Pour éviter le syndrome de la tête plate, il faut d’abord vérifier qu’aucune tension musculaire ne l’empêche de tourner correctement la tête des deux côtés. Ce bilan moteur peut être réalisé par un pédiatre, un kinésithérapeute ou un ostéopathe. Il faut éviter tous les objets qui restreignent la mobilité du nourrisson : les sièges-coque, les transats, les matelas trop mous, et tout ce qui empêche le bébé de bouger librement.
Au quotidien, les parents sont donc les principaux acteurs de la prévention de cette déformation.
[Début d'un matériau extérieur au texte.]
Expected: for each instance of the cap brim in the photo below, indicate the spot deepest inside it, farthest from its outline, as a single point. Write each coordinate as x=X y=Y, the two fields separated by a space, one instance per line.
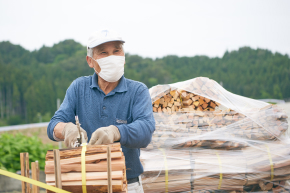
x=95 y=44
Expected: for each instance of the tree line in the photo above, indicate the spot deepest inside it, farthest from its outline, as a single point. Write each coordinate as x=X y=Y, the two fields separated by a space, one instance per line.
x=32 y=81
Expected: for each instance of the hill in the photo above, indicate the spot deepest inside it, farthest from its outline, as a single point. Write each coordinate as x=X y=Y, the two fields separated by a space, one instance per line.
x=30 y=82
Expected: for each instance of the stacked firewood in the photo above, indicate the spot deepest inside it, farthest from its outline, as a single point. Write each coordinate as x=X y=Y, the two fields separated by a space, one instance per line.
x=208 y=139
x=96 y=169
x=184 y=119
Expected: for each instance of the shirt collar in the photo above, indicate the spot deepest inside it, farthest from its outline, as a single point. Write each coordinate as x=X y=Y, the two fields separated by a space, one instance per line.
x=121 y=87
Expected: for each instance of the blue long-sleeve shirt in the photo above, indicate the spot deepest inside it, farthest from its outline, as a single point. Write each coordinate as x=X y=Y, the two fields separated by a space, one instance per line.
x=128 y=107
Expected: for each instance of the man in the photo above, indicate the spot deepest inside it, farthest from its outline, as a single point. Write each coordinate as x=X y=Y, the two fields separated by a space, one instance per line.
x=109 y=106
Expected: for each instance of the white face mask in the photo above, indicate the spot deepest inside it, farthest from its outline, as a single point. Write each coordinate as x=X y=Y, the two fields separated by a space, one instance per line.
x=112 y=68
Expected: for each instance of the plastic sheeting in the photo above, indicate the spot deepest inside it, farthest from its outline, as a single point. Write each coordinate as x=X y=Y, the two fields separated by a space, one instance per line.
x=209 y=139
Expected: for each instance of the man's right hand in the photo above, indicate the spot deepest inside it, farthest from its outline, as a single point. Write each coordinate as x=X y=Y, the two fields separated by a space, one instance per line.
x=71 y=133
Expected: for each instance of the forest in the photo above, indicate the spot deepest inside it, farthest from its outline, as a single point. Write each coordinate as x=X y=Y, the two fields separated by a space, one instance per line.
x=32 y=81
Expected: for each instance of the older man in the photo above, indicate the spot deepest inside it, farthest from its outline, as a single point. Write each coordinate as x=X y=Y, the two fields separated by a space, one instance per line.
x=109 y=106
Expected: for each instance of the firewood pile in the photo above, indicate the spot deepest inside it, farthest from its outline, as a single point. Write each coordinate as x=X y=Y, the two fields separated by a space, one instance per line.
x=96 y=169
x=208 y=139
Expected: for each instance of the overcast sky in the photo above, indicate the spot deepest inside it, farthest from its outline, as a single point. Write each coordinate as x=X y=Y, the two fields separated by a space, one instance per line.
x=152 y=28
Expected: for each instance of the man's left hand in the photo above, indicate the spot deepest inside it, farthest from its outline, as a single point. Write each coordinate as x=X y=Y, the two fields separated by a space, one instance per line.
x=105 y=135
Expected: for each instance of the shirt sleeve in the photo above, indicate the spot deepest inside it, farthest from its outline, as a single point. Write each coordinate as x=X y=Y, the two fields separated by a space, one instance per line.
x=65 y=113
x=138 y=134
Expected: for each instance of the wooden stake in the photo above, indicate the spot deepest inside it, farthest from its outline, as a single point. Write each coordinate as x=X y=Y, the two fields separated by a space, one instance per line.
x=35 y=175
x=57 y=169
x=109 y=169
x=27 y=171
x=33 y=170
x=23 y=171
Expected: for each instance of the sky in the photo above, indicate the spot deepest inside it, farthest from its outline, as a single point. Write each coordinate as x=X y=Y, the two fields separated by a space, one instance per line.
x=151 y=28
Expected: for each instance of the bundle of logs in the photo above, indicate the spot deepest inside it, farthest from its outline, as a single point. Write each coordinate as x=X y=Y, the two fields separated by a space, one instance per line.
x=96 y=169
x=251 y=169
x=184 y=119
x=207 y=140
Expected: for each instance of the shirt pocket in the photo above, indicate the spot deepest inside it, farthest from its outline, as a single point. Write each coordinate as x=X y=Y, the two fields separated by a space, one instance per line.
x=120 y=121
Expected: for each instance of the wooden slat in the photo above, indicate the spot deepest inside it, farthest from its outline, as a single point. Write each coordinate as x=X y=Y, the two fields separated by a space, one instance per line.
x=57 y=170
x=109 y=169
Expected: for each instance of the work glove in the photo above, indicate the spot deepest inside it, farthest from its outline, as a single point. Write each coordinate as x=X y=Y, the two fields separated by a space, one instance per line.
x=105 y=135
x=71 y=133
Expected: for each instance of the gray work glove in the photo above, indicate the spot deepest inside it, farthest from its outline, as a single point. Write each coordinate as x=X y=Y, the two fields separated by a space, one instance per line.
x=105 y=135
x=71 y=133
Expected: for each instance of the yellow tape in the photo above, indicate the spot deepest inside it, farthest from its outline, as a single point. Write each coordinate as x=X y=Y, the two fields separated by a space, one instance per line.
x=84 y=184
x=221 y=171
x=166 y=169
x=271 y=162
x=31 y=181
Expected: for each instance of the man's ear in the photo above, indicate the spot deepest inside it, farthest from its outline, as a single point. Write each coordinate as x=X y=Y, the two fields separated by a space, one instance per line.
x=90 y=62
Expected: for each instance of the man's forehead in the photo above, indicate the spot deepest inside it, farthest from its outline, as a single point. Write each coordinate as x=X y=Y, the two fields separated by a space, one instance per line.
x=103 y=46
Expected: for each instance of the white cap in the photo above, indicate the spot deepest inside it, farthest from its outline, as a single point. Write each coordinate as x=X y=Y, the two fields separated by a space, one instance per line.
x=103 y=36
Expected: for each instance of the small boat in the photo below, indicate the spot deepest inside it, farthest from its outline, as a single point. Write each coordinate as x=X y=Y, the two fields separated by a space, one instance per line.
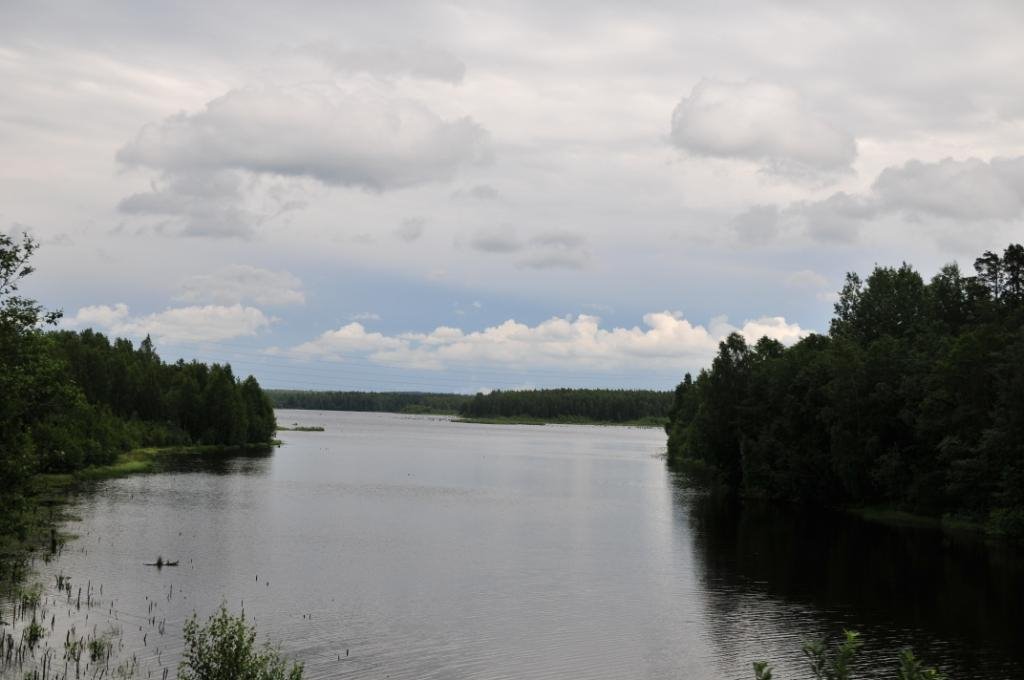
x=160 y=563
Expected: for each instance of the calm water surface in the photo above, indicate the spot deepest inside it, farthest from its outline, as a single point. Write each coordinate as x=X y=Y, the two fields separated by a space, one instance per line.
x=432 y=549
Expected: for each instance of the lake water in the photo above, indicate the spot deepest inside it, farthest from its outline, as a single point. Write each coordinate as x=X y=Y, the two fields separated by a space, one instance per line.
x=412 y=547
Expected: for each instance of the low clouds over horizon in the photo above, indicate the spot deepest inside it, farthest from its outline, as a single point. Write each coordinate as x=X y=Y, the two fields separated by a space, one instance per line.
x=244 y=172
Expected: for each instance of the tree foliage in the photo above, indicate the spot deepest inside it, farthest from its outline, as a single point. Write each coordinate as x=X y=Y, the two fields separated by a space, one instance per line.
x=913 y=400
x=611 y=406
x=370 y=401
x=70 y=399
x=839 y=663
x=224 y=648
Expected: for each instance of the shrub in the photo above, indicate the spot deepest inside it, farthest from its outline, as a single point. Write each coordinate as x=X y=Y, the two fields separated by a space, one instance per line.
x=225 y=648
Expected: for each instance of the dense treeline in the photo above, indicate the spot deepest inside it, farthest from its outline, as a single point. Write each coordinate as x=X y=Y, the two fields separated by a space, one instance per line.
x=73 y=399
x=379 y=401
x=610 y=406
x=913 y=400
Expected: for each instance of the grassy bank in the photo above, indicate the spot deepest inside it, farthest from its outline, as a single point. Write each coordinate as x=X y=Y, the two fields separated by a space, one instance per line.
x=895 y=517
x=41 y=507
x=527 y=420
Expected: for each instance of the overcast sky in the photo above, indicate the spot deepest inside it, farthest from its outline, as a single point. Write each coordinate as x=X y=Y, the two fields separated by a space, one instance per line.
x=464 y=196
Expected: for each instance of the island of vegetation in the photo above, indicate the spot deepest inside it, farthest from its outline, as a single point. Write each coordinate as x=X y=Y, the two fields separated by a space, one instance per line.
x=412 y=402
x=913 y=402
x=587 y=407
x=80 y=404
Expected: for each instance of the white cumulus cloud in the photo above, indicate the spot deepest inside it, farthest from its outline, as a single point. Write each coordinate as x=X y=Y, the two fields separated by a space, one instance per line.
x=666 y=340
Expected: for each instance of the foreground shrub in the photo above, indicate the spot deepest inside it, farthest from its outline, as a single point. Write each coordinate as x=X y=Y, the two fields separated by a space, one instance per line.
x=838 y=664
x=224 y=648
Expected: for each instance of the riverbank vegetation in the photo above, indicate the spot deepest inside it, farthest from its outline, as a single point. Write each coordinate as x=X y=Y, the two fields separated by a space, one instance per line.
x=413 y=402
x=912 y=401
x=839 y=663
x=77 y=400
x=571 y=406
x=528 y=407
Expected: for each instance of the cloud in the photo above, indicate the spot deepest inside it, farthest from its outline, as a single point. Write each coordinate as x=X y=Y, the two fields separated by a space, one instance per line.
x=204 y=204
x=220 y=170
x=425 y=62
x=666 y=341
x=758 y=224
x=99 y=315
x=242 y=283
x=369 y=138
x=546 y=250
x=957 y=192
x=968 y=189
x=496 y=240
x=410 y=229
x=762 y=122
x=477 y=193
x=806 y=279
x=195 y=324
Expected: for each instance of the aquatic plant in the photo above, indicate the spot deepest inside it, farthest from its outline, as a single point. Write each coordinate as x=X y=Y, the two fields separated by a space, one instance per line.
x=224 y=648
x=838 y=664
x=99 y=647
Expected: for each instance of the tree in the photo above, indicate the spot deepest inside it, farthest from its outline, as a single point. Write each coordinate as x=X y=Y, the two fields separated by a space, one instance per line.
x=1013 y=268
x=30 y=378
x=990 y=273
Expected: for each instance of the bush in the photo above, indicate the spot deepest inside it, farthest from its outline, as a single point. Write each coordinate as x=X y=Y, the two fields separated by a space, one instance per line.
x=224 y=649
x=838 y=664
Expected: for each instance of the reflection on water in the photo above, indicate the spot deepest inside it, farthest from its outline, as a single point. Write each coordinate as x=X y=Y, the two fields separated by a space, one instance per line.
x=956 y=599
x=431 y=549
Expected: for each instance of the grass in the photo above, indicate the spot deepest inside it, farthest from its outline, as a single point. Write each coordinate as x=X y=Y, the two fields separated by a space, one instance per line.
x=135 y=461
x=562 y=420
x=896 y=517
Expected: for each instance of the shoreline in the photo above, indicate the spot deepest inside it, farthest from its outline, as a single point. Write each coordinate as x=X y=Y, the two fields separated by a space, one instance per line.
x=526 y=420
x=46 y=494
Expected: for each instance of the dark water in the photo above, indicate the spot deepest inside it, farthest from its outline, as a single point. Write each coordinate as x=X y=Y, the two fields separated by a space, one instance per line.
x=431 y=549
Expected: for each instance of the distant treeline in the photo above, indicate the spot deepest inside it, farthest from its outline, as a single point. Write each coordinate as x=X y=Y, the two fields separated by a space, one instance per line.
x=607 y=406
x=378 y=401
x=914 y=400
x=72 y=399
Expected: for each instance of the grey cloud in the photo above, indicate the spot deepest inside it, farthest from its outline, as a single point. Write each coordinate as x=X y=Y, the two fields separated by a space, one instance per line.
x=836 y=219
x=411 y=229
x=958 y=192
x=241 y=284
x=203 y=204
x=758 y=224
x=957 y=189
x=374 y=140
x=761 y=122
x=559 y=240
x=426 y=62
x=546 y=250
x=477 y=193
x=501 y=240
x=555 y=260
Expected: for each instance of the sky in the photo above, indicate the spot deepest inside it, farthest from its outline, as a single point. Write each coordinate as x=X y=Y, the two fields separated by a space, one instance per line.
x=475 y=196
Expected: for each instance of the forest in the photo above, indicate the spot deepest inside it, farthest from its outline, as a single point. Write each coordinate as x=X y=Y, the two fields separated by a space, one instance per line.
x=432 y=402
x=73 y=399
x=605 y=406
x=913 y=401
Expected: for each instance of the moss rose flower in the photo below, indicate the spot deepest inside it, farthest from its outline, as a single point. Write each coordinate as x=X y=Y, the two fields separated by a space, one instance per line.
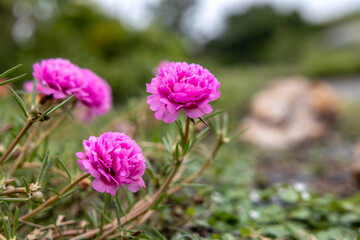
x=179 y=85
x=113 y=159
x=60 y=78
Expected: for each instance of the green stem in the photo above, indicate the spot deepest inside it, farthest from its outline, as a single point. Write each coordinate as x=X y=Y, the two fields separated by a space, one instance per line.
x=186 y=133
x=28 y=124
x=24 y=149
x=142 y=206
x=53 y=199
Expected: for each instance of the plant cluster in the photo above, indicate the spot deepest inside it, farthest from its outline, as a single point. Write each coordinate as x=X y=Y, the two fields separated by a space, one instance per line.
x=134 y=184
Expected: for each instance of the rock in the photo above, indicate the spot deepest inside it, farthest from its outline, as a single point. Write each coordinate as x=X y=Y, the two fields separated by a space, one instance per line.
x=289 y=112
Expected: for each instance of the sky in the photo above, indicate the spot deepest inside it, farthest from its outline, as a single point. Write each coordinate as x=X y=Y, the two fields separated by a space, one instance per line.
x=207 y=19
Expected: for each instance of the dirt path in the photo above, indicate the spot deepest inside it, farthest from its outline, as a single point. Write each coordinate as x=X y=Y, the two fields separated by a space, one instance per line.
x=348 y=87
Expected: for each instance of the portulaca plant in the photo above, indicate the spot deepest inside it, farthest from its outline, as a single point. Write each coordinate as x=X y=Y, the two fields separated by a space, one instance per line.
x=113 y=163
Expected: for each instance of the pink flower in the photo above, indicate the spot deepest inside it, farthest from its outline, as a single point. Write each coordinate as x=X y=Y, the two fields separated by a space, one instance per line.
x=61 y=79
x=113 y=159
x=180 y=86
x=99 y=98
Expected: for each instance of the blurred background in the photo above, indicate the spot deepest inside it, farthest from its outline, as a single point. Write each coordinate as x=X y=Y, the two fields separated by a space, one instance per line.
x=289 y=73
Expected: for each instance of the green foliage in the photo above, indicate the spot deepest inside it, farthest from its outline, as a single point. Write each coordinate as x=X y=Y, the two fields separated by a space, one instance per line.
x=262 y=34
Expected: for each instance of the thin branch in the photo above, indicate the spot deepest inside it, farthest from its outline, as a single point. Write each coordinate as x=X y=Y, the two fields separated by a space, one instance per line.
x=15 y=190
x=28 y=124
x=48 y=131
x=25 y=148
x=54 y=198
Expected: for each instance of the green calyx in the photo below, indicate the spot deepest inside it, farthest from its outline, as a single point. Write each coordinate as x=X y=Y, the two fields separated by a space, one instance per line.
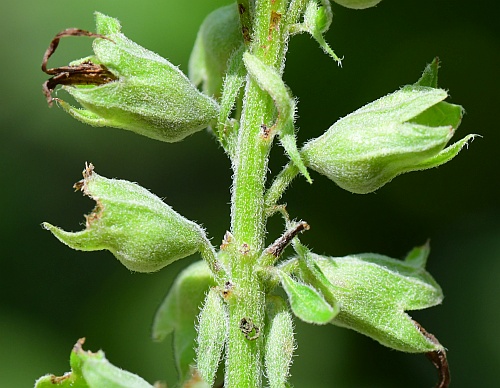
x=150 y=96
x=401 y=132
x=142 y=232
x=374 y=293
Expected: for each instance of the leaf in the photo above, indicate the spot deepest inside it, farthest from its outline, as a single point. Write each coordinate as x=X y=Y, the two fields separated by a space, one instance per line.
x=92 y=370
x=306 y=303
x=177 y=314
x=269 y=80
x=213 y=323
x=280 y=343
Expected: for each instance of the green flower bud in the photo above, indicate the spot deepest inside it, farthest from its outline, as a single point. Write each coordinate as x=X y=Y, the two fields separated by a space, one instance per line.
x=401 y=132
x=219 y=36
x=374 y=293
x=358 y=4
x=126 y=86
x=141 y=231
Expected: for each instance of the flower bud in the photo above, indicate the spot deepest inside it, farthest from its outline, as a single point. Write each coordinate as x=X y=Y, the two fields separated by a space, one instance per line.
x=358 y=4
x=374 y=293
x=219 y=36
x=141 y=231
x=401 y=132
x=126 y=86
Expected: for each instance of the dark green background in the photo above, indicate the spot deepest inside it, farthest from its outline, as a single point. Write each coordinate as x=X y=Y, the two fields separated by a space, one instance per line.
x=51 y=295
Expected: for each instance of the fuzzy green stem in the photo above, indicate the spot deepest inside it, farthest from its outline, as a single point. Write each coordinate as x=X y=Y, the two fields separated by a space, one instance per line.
x=244 y=352
x=278 y=187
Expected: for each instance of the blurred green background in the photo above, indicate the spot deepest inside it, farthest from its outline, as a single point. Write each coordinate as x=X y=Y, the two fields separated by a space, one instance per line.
x=51 y=295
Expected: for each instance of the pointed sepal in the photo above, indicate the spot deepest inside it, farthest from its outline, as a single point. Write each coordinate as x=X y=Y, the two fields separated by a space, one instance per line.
x=141 y=231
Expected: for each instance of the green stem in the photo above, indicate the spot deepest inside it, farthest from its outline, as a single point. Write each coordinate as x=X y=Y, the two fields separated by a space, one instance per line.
x=245 y=353
x=278 y=187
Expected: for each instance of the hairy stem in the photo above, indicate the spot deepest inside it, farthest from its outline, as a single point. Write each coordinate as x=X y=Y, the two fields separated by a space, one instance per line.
x=246 y=307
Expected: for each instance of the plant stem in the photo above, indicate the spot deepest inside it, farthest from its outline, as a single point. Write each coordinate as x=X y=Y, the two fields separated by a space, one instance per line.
x=244 y=353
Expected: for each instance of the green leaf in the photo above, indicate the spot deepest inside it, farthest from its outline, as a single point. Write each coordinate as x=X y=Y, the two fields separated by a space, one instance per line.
x=92 y=370
x=306 y=303
x=178 y=311
x=375 y=292
x=141 y=231
x=429 y=75
x=280 y=343
x=269 y=80
x=218 y=37
x=317 y=20
x=213 y=323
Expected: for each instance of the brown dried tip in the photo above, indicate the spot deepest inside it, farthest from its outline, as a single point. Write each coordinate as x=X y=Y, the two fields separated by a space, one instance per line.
x=87 y=173
x=438 y=359
x=277 y=247
x=86 y=73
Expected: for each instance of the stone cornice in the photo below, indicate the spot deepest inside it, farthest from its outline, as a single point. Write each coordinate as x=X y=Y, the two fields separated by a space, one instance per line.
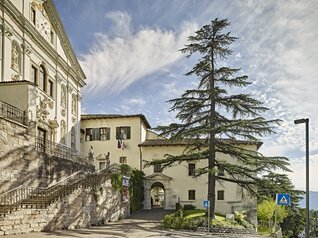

La HAS leur recommande de laisser leur enfant libre de ses mouvements notamment pour que son cou soit mobile - y compris sur le ventre lorsqu’il est éveillé et à condition qu’il soit surveillé. Elle préconise également de varier les postures du nourrisson et d’encourager les rotations spontanées de sa tête grâce à des sollicitations sensorielles (tactiles, visuelles, auditives).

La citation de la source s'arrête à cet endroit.